Dois medicamentos inovadores contra a hepatite C vão estar no mercado ainda este mês, mais de dois anos após a sua aprovação na Europa e em vésperas de uma nova geração de fármacos receber luz verde pela agência europeia.

Em causa estão os antivíricos Boceprevir e Telaprevir, de dois laboratórios com que o Ministério da Saúde se tem reunido para negociar preços, tendo chegado agora a um acordo que reduziu os 30 milhões de euros de despesa prevista para 12 milhões de euros, segundo o organismo que regula o setor (Infarmed).

A disponibilização destes fármacos - com os quais cerca de 150 doentes foram tratados mediante uma autorização de utilização especial - irá melhorar a vida dos doentes, encurtando o tempo do tratamento, conforme reconheceu o coordenador da hepatologia da Ordem dos Médicos, Rui Tato Marinho.

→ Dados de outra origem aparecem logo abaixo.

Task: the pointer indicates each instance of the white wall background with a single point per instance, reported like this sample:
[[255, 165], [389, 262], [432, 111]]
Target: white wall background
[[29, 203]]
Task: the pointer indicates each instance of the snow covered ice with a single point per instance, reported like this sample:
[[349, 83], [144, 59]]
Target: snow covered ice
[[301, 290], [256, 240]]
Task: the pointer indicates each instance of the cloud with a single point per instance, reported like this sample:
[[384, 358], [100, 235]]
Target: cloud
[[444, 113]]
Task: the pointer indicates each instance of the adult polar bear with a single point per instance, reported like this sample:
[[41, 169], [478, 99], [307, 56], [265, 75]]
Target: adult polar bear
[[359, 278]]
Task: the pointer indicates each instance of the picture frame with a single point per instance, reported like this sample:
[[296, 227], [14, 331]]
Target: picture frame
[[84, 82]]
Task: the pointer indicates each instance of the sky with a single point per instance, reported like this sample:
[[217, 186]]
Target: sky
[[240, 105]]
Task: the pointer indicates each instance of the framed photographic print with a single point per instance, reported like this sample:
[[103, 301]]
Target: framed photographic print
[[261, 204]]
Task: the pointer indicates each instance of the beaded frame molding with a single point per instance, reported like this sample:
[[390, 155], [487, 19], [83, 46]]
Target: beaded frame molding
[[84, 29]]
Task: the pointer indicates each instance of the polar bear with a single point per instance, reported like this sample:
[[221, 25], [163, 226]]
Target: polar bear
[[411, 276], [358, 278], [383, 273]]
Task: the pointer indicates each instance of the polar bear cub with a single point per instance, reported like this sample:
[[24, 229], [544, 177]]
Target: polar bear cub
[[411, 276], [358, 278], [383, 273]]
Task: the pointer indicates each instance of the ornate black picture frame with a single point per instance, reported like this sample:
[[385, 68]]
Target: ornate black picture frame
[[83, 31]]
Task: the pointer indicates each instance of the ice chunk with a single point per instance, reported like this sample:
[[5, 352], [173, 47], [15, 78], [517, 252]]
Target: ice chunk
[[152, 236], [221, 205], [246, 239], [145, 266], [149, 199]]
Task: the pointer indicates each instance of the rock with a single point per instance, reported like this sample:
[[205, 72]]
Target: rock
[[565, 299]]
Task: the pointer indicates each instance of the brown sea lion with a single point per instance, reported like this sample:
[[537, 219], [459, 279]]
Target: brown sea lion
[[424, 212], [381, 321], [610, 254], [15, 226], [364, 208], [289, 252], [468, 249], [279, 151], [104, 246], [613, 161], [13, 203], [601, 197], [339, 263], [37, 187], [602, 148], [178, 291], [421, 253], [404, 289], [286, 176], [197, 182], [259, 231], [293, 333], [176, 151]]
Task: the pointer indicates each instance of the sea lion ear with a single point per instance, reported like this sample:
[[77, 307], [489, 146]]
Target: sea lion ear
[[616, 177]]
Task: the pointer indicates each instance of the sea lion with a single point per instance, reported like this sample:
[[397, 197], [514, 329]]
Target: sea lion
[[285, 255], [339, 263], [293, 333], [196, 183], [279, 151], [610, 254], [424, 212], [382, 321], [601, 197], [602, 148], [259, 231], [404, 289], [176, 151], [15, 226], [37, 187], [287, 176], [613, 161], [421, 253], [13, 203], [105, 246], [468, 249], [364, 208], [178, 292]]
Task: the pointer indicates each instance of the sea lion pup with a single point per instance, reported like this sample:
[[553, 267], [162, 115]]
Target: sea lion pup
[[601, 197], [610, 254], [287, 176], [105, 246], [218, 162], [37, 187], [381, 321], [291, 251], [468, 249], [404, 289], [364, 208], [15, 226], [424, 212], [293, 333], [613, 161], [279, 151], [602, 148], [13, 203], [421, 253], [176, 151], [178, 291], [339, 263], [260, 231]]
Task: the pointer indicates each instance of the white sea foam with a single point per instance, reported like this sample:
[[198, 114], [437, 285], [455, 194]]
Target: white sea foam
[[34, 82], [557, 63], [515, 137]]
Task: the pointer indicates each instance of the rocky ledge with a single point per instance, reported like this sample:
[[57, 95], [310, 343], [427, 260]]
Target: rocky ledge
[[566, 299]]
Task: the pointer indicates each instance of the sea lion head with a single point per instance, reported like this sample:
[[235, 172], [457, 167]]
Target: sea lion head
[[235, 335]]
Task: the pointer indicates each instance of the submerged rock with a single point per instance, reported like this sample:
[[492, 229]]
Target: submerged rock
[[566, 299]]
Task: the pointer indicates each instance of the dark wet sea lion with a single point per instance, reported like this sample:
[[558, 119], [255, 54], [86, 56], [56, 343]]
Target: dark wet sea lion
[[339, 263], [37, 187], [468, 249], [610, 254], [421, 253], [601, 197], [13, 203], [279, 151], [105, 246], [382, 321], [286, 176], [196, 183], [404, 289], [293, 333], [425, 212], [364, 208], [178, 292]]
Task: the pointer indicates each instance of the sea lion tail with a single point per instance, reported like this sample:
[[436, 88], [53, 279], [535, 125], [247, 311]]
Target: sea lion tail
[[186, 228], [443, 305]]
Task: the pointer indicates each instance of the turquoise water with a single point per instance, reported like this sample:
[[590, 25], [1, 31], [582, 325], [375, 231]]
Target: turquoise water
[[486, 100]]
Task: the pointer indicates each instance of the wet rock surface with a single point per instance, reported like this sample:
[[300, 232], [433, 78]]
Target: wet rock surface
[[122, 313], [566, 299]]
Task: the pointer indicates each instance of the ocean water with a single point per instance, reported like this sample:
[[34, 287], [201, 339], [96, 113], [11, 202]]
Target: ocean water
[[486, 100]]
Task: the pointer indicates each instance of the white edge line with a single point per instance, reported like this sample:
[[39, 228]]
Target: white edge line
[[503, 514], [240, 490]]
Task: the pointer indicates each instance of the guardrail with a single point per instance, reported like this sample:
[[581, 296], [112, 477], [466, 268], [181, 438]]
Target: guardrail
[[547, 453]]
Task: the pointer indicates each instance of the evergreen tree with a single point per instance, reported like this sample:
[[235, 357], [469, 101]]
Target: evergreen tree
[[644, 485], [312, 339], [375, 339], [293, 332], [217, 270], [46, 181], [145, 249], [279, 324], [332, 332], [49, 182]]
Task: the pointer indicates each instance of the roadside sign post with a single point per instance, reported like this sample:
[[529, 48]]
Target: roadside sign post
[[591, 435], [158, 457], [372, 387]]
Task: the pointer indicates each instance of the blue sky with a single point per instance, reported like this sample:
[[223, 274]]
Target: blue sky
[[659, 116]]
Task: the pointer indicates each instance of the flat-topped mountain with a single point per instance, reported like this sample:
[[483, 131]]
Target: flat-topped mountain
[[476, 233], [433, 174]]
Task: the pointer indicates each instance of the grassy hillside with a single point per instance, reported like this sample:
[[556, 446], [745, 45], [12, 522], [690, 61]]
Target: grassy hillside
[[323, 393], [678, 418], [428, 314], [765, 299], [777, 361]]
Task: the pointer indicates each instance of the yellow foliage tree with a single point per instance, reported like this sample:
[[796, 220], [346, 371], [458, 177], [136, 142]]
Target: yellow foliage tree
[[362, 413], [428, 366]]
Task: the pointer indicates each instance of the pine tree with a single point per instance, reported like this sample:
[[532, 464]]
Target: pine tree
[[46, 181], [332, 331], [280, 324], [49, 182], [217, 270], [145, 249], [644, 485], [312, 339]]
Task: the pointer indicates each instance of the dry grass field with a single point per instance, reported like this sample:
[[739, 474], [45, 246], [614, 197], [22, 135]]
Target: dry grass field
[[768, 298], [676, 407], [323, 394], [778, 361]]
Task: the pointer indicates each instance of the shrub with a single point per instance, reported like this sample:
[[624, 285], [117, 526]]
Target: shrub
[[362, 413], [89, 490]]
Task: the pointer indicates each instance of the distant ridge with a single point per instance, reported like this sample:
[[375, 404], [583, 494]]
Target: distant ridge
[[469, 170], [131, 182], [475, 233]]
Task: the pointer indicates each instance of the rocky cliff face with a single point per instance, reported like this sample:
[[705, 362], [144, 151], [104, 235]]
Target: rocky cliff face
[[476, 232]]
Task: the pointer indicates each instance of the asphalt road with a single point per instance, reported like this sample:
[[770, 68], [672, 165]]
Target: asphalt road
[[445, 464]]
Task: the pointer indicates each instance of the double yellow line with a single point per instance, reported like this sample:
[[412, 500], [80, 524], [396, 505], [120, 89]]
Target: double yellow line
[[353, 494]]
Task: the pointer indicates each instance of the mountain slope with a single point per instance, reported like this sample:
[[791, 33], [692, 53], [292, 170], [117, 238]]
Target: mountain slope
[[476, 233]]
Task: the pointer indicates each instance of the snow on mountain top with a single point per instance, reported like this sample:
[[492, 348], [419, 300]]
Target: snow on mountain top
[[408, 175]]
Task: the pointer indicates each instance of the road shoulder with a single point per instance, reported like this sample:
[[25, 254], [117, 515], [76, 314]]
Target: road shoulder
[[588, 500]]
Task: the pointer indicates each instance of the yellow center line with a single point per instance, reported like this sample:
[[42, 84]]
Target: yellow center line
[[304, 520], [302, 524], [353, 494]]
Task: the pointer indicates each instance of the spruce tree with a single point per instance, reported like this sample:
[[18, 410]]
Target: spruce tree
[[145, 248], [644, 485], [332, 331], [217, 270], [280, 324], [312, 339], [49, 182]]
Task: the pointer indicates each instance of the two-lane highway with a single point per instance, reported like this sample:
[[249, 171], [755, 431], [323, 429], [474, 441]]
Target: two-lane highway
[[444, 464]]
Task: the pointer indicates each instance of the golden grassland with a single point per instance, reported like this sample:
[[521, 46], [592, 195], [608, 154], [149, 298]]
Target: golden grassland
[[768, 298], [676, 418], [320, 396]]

Em declarações à Lusa, o especialista em fígado disse que este acordo quanto ao valor da comparticipação do Estado, que permitirá que os fármacos vão para o mercado ainda este mês, é «uma excelente notícia».

No entanto, Rui Tato Marinho lamenta o «inadmissível» tempo de demora entre a aprovação pela agência europeia e o acordo agora alcançado.

Esta demora levou a que estes medicamentos inovadores, que ainda assim vão melhorar a qualidade de vida dos doentes e encurtar o tempo do tratamento, «deixem de fazer sentido dentro de pouco tempo«, uma vez que «há uma nova geração de medicamentos muito mais eficazes e com poucos efeitos secundários que estão prestes a obter autorização no mercado europeu», disse.

Essa nova geração de fármacos - um dos quais deverá receber aprovação da Agência Europeia do Medicamento (EMA) na próxima segunda-feira - obtém taxas de cura superiores a 90 por cento, disse Rui Tato Marinho.

Reconhecendo que a inovação destes medicamentos vem sempre acompanhada de custos elevados, o especialista defendeu que o governo encete desde logo negociações com os laboratórios, para que a situação não se repita.

O secretário de Estado Adjunto do ministro da Saúde confirmou que está garantida a negociação com um medicamento inovador para o tratamento da Hepatite C e que para a semana vai ser concluída uma segunda negociação.

«O que já está concluído é a negociação com um laboratório relativamente a um medicamento e vamos para a semana concluir a segunda negociação tentando encontrar o preço que seja o mais justo possível e aquele que é adequado à capacidade de pagamento do Estado português», declarou Leal da Costa.

«É a prova concreta de que estamos a introduzir novos medicamentos inovadores» e «não o vamos deixar de fazer», assegurou Leal da Costa, vincando, no entanto, que há a necessidade de estabelecer «um acordo entre o Ministério da Saúde, que assegura o pagamento por inteiro destes pagamentos, e, por outro lado, por parte dos fabricantes (...) têm de ter um preço adequado às necessidades e capacidades do país».

No caso da Hepatite C, saberemos fazer a «avaliação cuidada¿ de onde estão os doentes de maneira a que o medicamento de que eles precisam, quanto precisarem e com a necessidade estabelecida, esteja disponível para esses doentes», explicou, sublinhando que estão «preocupados com os doentes» e com o «acesso aos medicamentos».

«Não estamos tanto preocupados que os hospitais tenham de ter necessariamente a capacidade de prescrever, senão houver doentes que beneficiem dessa prescrição», referiu.